The northern Europe folk — Germanic tribes, Saxons, and Scandinavians — did their conversion a little differently, though. Instead of naming the days after the planets, like China, they named the days after corresponding pagan deities from the Norse pantheon.

  • Latin solis became Germanic Sunna, their sun goddess.
  • Latin luna became Germanic Máni, an equivalent moon god.
  • Warlike Mars most closely related to Norse Týr, a one-handed god associated with one-on-one combat and the fulfillment of oaths. (All of the Norse gods are pretty warlike, though, so they might have stuck anyone in there.)
  • Fleet-footed, mischievous Mercury somehow turned into Wodan (or Odin), the wise, one-eyed father of the Norse gods who, while a bit on the mischievous side, seems somewhat an ill fit to the wing-footed Roman. A much better analog would’ve been Loki, the trickster — at least in my opinion. I’ll elaborate more once we get through the rest. In Iceland, they just called the day “mid-week day,” which seems to be coming back into fashion with “hump day.” I’m not sure that Odin approves, but you never know. It’s hard to tell with Odin.
  • Mighty Jupiter, leader of the Roman pantheon, became Thor, whom you might recognize from his recent appearance in one or two comic book films. While Thor is something of a leader among his peers, he defers to his father Odin. The main connection between Thor and Jupiter is their mutual control of thunder. Indeed, the words Thor and thunder are very closely related.
  • Goddess of love and passion, Venus, translated into Fríge, an Anglo-Saxon goddess of sex and fertility based on Norse Freyja and/or Frigg. (The distinction between the two is not particularly strong; in mythology, like in contemporary popular culture, women were often lumped together and grossly underrepresented.) Fríge is part of the root for the word “freedom,” so if you’re feeling very patriotic, you could get away with calling Friday “Freedom Day,” were you so inclined. It is for us nine-to-fivers, anyway, amirite?
  • Saturn, the Roman god who fathered most of the major players on Olympus and subsequently tried to eat them, didn’t get a pagan equivalent. He just got fast-tracked through into keeping his day name in Old English. What probably happened was that the Germans called the day “Day before Sunday,” and the Scandinavians called it “laundry day,” so nobody bothered to update the Celts and the Bretons, who were still using the Roman names during the various Viking conquests. There’s no Norse god of laundry, after all. Still, seems like Odin would be a natural fit here instead of subbing in for Mercury, don’t you think?
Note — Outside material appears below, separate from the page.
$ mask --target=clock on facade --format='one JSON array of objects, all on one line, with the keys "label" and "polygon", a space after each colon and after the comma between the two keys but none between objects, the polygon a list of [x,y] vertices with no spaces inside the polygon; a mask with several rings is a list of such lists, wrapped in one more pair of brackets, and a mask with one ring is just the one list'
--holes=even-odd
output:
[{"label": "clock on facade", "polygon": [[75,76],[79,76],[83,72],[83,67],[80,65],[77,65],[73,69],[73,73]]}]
So my theory is that Odin, using the future sight he gained from carving out his eye and throwing it into Mímir’s Well, saw this whole seven-day-naming thing coming. He saw that his natural analog, Saturn, fell on laundry day, of all days, and groaned. “But I don’t want to be the laundry god!”

Sneaky bastard that he is, Odin strolled on up to the ambitious Loki and said, “Hey, boy, I’ve been thinking. You seem headed for great things, and I wanted help you out. There’s a new kind of week heading our way, and low on the totem as you are, you’d be lucky to get, say, the third day out of seven, if even that.”

“Oh no, not hump day!”

“Precisely, m’boy. Precisely. So, I’m willing to trade with you. I’m slated to take on the big spot. The one currently held by the biggest, most ferocious, hungriest god of the Roman pantheon. But, I can let you switch with me for a very modest price. What’s the name of that horse you, uh, birthed? Sleipnir, was it?”

After the deal was made, Loki read the fine print, and decided that no day was worth being the laundry god.